Reducing randomness needed by turing machine

Question

I am reading an article related to streaming algorithms named "Turnstile streaming algorithms might as well be linear sketched" by Yi Li, Huy Nguyen and David Woodruff,

At some point they have a random algorithm (uses a tape of random bits) that solved a problem over $\mathbb Z_{|m|}^{n} = \{-m,..,m\}^n$ that succeeds with probability $1-\delta$

They want to reduce the number of bits needed for randomness used by that algorithm using via the following statement:

Theorem 9: Let A be a randomized automaton solving problem P on $\mathbb Z_{|m|}^{n}$ with failure probability at most $\delta$. There is a ranomized automaton B that only needs to pick uniformly at random one of $O(\delta ^{-2}nlogm)$ deterministic instances of A and solves P on $\mathbb Z_{|m|}^{n}$ with failure probability at most $2\delta$

Proof: Let $A_1 ,A_2 ,.., A_{O(n\delta ^{-2}logm)}$ be independent draws of deterministic automata picked by B.
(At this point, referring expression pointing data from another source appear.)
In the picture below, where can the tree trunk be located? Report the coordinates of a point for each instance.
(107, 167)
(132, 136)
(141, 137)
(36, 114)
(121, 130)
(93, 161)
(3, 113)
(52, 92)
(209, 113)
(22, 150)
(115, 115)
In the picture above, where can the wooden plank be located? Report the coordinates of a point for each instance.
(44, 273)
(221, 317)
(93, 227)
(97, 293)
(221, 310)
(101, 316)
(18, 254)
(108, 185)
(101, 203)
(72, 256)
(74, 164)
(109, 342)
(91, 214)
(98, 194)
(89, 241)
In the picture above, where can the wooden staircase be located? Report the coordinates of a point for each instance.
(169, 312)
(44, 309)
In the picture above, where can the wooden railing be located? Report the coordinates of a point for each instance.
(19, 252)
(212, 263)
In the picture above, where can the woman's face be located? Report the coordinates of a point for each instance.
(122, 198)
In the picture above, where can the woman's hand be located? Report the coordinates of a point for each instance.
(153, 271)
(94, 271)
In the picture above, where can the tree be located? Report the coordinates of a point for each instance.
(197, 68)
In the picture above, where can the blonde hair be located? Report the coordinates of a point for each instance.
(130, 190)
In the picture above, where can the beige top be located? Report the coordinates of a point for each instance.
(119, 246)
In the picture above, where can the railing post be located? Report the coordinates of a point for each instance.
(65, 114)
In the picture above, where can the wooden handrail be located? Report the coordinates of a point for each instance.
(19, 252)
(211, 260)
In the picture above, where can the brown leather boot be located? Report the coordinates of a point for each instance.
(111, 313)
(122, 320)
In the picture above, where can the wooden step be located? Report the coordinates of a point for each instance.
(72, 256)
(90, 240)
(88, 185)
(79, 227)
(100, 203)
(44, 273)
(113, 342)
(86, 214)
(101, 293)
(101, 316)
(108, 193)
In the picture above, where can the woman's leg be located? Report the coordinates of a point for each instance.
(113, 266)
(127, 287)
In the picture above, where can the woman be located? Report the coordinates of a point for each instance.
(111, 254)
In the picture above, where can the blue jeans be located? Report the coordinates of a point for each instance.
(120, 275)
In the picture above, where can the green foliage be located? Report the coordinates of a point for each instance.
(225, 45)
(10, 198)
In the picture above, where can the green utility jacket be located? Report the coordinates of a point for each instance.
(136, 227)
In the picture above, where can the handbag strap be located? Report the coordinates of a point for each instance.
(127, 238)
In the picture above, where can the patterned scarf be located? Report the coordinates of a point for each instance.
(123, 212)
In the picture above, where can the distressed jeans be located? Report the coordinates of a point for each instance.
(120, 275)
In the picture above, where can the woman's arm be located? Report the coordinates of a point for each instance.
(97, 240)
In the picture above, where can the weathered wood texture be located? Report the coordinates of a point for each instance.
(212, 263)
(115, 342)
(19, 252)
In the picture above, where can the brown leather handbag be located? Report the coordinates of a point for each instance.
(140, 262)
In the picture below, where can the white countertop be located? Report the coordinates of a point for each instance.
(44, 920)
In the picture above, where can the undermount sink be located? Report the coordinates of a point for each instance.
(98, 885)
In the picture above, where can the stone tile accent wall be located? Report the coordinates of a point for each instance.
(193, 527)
Fix an input $x\in \mathbb Z_{|m|}^{n}$.

Let $p_A(x)$ be the fraction of automata among $A_1 ,A_2 ,.., > A_{O(n\delta ^{-2}logm)}$ that solve problem P correctly on x and $p_B(x)$ be the probability that B solves P on x correctly.

By a Chernoff bound, we have that $Pr\{|p_A(x)-p_B(x)|\geq \delta\} \leq exp(-O(nlogm)) < (2m+1)^{-2n}$.

Taking a union bound over all choices of $x\in \mathbb Z_{|m|}^{n}$, we have $Pr\{|p_A(x)-p_B(x)|\geq \delta \ for\ all\ x\} > 0$.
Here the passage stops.